Trends come and go. Fortunately, saving money is never out-of-style. Here are ideas that will help you dress for success while staying within a responsible budget.

Spend some quality time with your closet.You need to know what you have in order to know what you need. So spend some time going through your closet and getting rid of items that are either worn out or never worn. I try to employ the one-year rule: If I haven't worn it in the past year, it's time to part ways.

This phase of the process can be especially painful for you packrats, so be honest with yourself and your wardrobe. Start a pile of items you aren't going to keep and make a list of what you have and what you need. Don't skip making the list! We'll come back to this later.

Give someone the shirt off your back. A great way to part with your clothes is to offer them to friends and/or family. It lessens the pain of parting with that beloved pair of pants that doesn't fit anymore if you know a friend will put them to good use.

Often, these people will return the favor. We give our son's clothes to friends who later give us their daughter's clothes. My wife also received a number of business suits and blouses from a friend who wasn't in the corporate world anymore.

Budget your list and list your budget. I mentioned creating a list in the first step. If you do your grocery shopping via a list, this should come naturally. Sticking to the list cuts down on impulse buys and wasted purchases on things you may not need.

Then take time looking at your budget. Crown Financial Ministries recommends that the clothing budget for a family of four should be roughly 5% of your net spendable income (see their online budget calculator). Carve out your portion of that percentage and you'll know how much money you have to work with for the year. Now simply compare the amount you have to work with to the list of items you need. Also, I would advise setting aside a fifth of what you have available for a "clothing emergency." For example, if your portion is $600 for the year, set aside $125 for reserve and you have $475 remaining. Maybe you'll want to divide that roughly in half for two shopping trips a year. You now have an idea of how much you can spend on your items.

Shoppers, you may start your engines. It's time to hit the streets shopping. There are a number of venues to visit, so here's a brief rundown of what stores are best for what clothes.

Wholesale Clubs: While their variety is limited, how many options do we really need for socks, underwear, and t-shirts? Let me encourage you to start shopping for your basics at your local wholesale club.

Thrift/Consignment Shops: Nothing wrong with paying used prices on clothes that may have been only gently used. Author and money-saving guru Rhonda Barfield suggests calling first to see how often new merchandise is displayed and when old merchandise is reduced. She has found nearly perfect Reeboks for $1.00 simply by going on such a day. And better yet, she earned a credit for trading in clothes she couldn't use and then used that credit to get a dress she needed.

Outlet stores: Outlet stores have come a long way from the days of poorly lit backrooms filled with boxes of damaged or irregular clothes.
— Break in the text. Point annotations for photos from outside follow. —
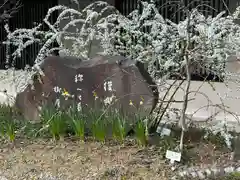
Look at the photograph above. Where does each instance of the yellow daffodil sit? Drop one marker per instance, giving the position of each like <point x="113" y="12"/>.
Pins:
<point x="130" y="103"/>
<point x="142" y="100"/>
<point x="65" y="93"/>
<point x="95" y="95"/>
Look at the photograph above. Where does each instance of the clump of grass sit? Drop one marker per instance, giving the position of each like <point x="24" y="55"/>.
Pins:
<point x="141" y="131"/>
<point x="98" y="124"/>
<point x="118" y="126"/>
<point x="55" y="122"/>
<point x="8" y="127"/>
<point x="77" y="122"/>
<point x="10" y="131"/>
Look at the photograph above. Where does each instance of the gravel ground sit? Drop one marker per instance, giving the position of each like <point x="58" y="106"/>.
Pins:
<point x="71" y="160"/>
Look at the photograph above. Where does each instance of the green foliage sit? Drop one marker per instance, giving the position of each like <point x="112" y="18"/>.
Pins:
<point x="141" y="132"/>
<point x="118" y="126"/>
<point x="77" y="122"/>
<point x="55" y="121"/>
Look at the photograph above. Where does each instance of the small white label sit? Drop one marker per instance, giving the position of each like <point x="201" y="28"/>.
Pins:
<point x="163" y="131"/>
<point x="173" y="156"/>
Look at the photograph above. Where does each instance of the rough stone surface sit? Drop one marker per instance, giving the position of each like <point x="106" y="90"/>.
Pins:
<point x="104" y="75"/>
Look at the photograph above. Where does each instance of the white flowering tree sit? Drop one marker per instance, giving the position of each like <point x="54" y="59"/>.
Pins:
<point x="6" y="12"/>
<point x="166" y="47"/>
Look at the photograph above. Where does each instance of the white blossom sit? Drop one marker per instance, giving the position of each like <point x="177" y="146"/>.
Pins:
<point x="109" y="100"/>
<point x="78" y="78"/>
<point x="57" y="89"/>
<point x="108" y="86"/>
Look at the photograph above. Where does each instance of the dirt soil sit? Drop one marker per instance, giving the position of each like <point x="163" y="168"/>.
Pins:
<point x="72" y="160"/>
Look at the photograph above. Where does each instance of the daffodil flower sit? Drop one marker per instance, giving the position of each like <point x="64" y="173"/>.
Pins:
<point x="65" y="93"/>
<point x="130" y="103"/>
<point x="95" y="95"/>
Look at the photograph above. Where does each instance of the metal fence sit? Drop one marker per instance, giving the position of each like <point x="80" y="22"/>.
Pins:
<point x="169" y="8"/>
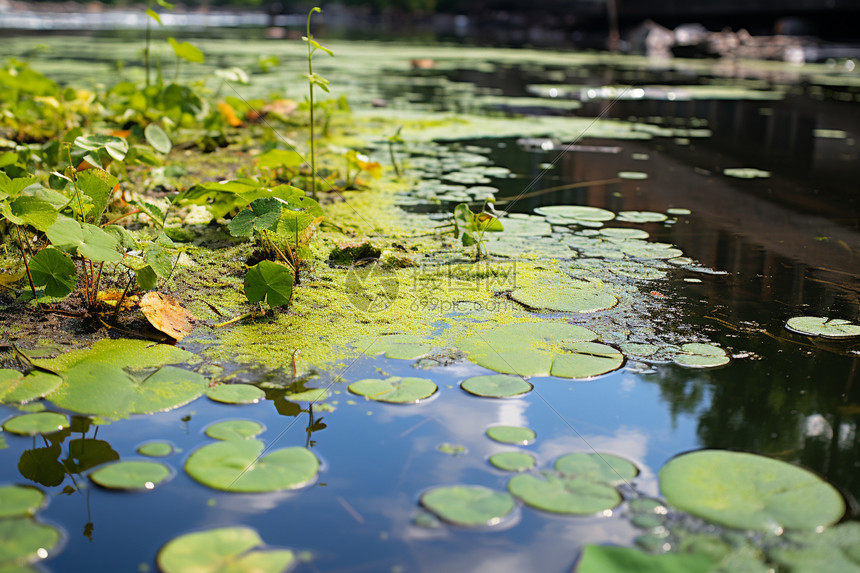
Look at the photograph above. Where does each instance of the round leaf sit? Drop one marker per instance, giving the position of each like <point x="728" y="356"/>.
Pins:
<point x="512" y="435"/>
<point x="395" y="389"/>
<point x="468" y="506"/>
<point x="749" y="491"/>
<point x="39" y="423"/>
<point x="131" y="475"/>
<point x="221" y="550"/>
<point x="236" y="465"/>
<point x="496" y="386"/>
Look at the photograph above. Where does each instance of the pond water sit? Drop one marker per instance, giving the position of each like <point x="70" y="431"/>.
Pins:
<point x="785" y="245"/>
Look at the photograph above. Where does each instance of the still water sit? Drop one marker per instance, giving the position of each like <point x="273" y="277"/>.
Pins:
<point x="788" y="245"/>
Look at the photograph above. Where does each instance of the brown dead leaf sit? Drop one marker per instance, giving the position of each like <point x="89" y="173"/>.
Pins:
<point x="166" y="315"/>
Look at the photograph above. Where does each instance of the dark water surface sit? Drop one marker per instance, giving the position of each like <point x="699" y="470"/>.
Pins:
<point x="789" y="243"/>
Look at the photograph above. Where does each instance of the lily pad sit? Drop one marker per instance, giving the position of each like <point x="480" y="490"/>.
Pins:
<point x="24" y="540"/>
<point x="559" y="494"/>
<point x="39" y="423"/>
<point x="395" y="390"/>
<point x="604" y="468"/>
<point x="220" y="550"/>
<point x="18" y="388"/>
<point x="597" y="559"/>
<point x="749" y="491"/>
<point x="468" y="506"/>
<point x="525" y="349"/>
<point x="237" y="466"/>
<point x="18" y="500"/>
<point x="97" y="388"/>
<point x="234" y="430"/>
<point x="513" y="461"/>
<point x="518" y="435"/>
<point x="823" y="326"/>
<point x="131" y="475"/>
<point x="235" y="394"/>
<point x="156" y="449"/>
<point x="586" y="360"/>
<point x="496" y="386"/>
<point x="697" y="355"/>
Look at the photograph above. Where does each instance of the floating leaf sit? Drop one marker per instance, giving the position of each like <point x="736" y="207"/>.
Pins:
<point x="586" y="360"/>
<point x="468" y="506"/>
<point x="166" y="315"/>
<point x="524" y="349"/>
<point x="222" y="550"/>
<point x="823" y="326"/>
<point x="604" y="468"/>
<point x="39" y="423"/>
<point x="235" y="394"/>
<point x="270" y="282"/>
<point x="496" y="386"/>
<point x="24" y="540"/>
<point x="157" y="138"/>
<point x="749" y="491"/>
<point x="513" y="461"/>
<point x="518" y="435"/>
<point x="55" y="271"/>
<point x="156" y="449"/>
<point x="697" y="355"/>
<point x="597" y="559"/>
<point x="18" y="500"/>
<point x="131" y="475"/>
<point x="236" y="465"/>
<point x="395" y="389"/>
<point x="559" y="494"/>
<point x="234" y="430"/>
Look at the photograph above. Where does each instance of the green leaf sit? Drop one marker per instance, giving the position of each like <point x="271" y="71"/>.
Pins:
<point x="597" y="559"/>
<point x="468" y="506"/>
<point x="270" y="282"/>
<point x="157" y="138"/>
<point x="154" y="15"/>
<point x="261" y="214"/>
<point x="747" y="491"/>
<point x="187" y="51"/>
<point x="55" y="271"/>
<point x="222" y="550"/>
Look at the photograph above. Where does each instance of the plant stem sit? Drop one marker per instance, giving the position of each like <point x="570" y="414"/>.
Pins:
<point x="24" y="258"/>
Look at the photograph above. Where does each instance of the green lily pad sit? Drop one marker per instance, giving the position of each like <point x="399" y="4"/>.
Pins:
<point x="228" y="549"/>
<point x="559" y="494"/>
<point x="24" y="540"/>
<point x="234" y="430"/>
<point x="18" y="500"/>
<point x="598" y="559"/>
<point x="575" y="214"/>
<point x="513" y="461"/>
<point x="823" y="326"/>
<point x="236" y="465"/>
<point x="749" y="491"/>
<point x="156" y="449"/>
<point x="525" y="349"/>
<point x="586" y="360"/>
<point x="17" y="388"/>
<point x="131" y="475"/>
<point x="39" y="423"/>
<point x="697" y="355"/>
<point x="496" y="386"/>
<point x="235" y="394"/>
<point x="100" y="389"/>
<point x="604" y="468"/>
<point x="518" y="435"/>
<point x="468" y="506"/>
<point x="395" y="389"/>
<point x="745" y="172"/>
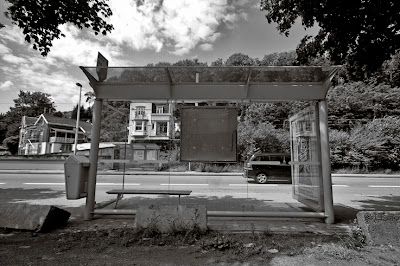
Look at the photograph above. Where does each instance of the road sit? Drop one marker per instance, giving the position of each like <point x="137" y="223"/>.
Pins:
<point x="359" y="192"/>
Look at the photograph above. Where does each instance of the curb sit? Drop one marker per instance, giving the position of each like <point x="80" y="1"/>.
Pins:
<point x="192" y="173"/>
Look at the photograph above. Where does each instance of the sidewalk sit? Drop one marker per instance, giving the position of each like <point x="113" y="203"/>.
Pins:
<point x="344" y="216"/>
<point x="132" y="172"/>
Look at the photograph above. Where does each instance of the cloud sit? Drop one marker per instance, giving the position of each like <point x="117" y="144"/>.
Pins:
<point x="12" y="33"/>
<point x="14" y="59"/>
<point x="6" y="85"/>
<point x="176" y="25"/>
<point x="4" y="49"/>
<point x="206" y="47"/>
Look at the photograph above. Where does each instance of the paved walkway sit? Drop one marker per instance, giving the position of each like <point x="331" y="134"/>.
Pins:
<point x="313" y="226"/>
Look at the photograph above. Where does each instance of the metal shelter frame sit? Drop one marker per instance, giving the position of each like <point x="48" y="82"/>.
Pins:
<point x="230" y="84"/>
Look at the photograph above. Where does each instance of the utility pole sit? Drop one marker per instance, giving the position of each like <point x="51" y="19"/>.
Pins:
<point x="77" y="118"/>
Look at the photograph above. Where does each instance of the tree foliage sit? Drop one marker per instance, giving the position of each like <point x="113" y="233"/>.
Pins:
<point x="359" y="102"/>
<point x="360" y="34"/>
<point x="40" y="19"/>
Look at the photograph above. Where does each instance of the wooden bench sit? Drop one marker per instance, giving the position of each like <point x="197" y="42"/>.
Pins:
<point x="121" y="192"/>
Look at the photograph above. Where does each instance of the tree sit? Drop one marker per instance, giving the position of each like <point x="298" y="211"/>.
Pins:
<point x="360" y="34"/>
<point x="84" y="115"/>
<point x="239" y="59"/>
<point x="40" y="19"/>
<point x="115" y="123"/>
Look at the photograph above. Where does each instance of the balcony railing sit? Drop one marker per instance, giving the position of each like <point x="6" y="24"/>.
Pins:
<point x="61" y="140"/>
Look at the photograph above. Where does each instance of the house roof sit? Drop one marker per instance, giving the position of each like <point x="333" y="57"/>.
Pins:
<point x="28" y="121"/>
<point x="55" y="120"/>
<point x="86" y="146"/>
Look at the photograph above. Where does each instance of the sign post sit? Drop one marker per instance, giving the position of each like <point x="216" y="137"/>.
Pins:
<point x="101" y="69"/>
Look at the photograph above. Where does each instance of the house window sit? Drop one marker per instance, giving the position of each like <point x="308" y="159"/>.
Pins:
<point x="161" y="128"/>
<point x="139" y="127"/>
<point x="160" y="110"/>
<point x="140" y="111"/>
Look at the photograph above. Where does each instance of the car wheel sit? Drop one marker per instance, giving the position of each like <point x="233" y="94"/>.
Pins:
<point x="261" y="178"/>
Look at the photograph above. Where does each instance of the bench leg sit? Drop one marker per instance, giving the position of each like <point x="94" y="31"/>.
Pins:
<point x="119" y="197"/>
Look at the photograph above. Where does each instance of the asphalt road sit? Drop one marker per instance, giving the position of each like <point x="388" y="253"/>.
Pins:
<point x="359" y="192"/>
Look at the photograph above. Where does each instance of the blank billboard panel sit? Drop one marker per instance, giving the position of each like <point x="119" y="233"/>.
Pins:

Today, you can find excellent prices on good clothes, and do so in an environment that doesn't make you feel like you're doing something illegal.

Retail Stores/Web: I almost never buy anything from retail unless it's on sale. My view is if I wait long enough, it will be reduced. If it sells out, I don't need it. But if you do insist on paying full-price, consider stores with replacement guarantees. Some retailers will replace products that wear out before your child outgrows them, such as shoes. And speaking of shoes, as they go in and out of style, you can often times snatch up a good deal just because this season's colors change, though the model itself hasn't. Zappos.com, the Internet's largest shoe retailer, has an excellent selection of shoes on sale all the time, often with free shipping both ways.

Yard/Rummage Sales: I am not a big fan of these myself because I don't care to barter. But I know people who do and they save a bundle, especially on children's clothes and seldom used items like snowsuits, mittens and boots. Try going late in the day in hopes of finding a weary seller who discounts their stuff even deeper just to get rid of them all.

In summary, you can do an extreme wardrobe makeover at a reasonable cost. It all comes down to making a plan, sticking to it, being patient, and finding good values.

Matthew Pryor in his 8th year with Sound Mind Investing, now serving as Director of Operations. He previously held the Development Director position for a crisis pregnancy center and has served on staff with Young Life in Virginia. He currently lives in Louisville, Kentucky with his wife and three children. Visit www.soundmindinvesting.com to learn more.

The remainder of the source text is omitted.